One thing which will help a reconfigured Labour long term is, that this is probably, deservedly, fatal for the LDs.

No pro-European Union or Labour voter will forget, that it was they, who gave us Tory rule under Cameron and in turn the referendum, and who now guarantee exit in some form, by driving a stake through the heart of their very own flagship FTPA.

Mr Ecks said...



Your reconfigured murdering Marxist pals need their appointment in Samara Cheese.

Radders--now that accusations of bias are irrelevant may I suggest a lifetime ban on the Cheese. Your other readers have put up with his bullshit long enough. His is the viewpoint of murdering scum and defensive wars cannot be won.

"Everyone is entitled to their opinion" does not apply to the Hitlerian socialist heresy--with only 11 million murders on its hands.

If there is to be a worthwhile future then it is time that the main cult of socialism --with its 150 million murdered--was de-legitimised. Although their policies were stupid--old time leftists like Wilson or Healey were British patriots not commie scum. That today's breed of openly Marxist trash have "kept their vote share at 2001" as Cheese observes--is sickening. And the result of agit-prop that hides the knowledge of their Marxist evil. Financial ruin and 150 million murders.

The dim consciousness of their evil is out there. But time it was brought to sharp focus in all our minds.

DiscoveredJoys said...

A little harsh on Farage perhaps. Yes, he took some votes from the Conservatives but rather more from Labour, and this played out differently in various constituencies.

We shouldn't forget that he stood the Brexit Party candidates down in traditional Conservative constituencies, nor the many previous years he worked at promoting the idea of the Referendum.

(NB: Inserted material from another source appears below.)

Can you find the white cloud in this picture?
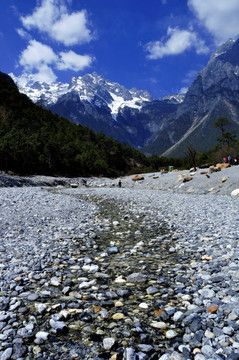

His party still didn't break through the two party hegemony but with Labour in disarray perhaps there will still be scope for future by-election success for the Reform Party. It will probably keep Boris on his toes. Other Parties are available so to speak.

Raedwald said...

DJ - Oh I don't mind all the rest of it, it's just being stuck with Yvette for five more years that grates. I was really, really looking forward to her losing.

Mark said...

Whatever you think of the deal (I don't think a great deal - no pun intended - but there are bigger fish who will soon start frying themselves) Boris can now get through, in probably little over a month it means we will not IN LAW (theirs or ours) be a member.

I've seen it pointed out elsewhere that this will change the whole zeitgeist and I, for one, think that will be significant.

No more "remaining" or "overturning" or "delaying". It would now means formally rejoining with all that entails.

The Scottish nazis will find this out, so let them have their referendum. This isn't Spain after all, nothing to see here. An independent Scotland, economically would make Venezuela look like Switzerland. Best of luck that application wee Jimmie.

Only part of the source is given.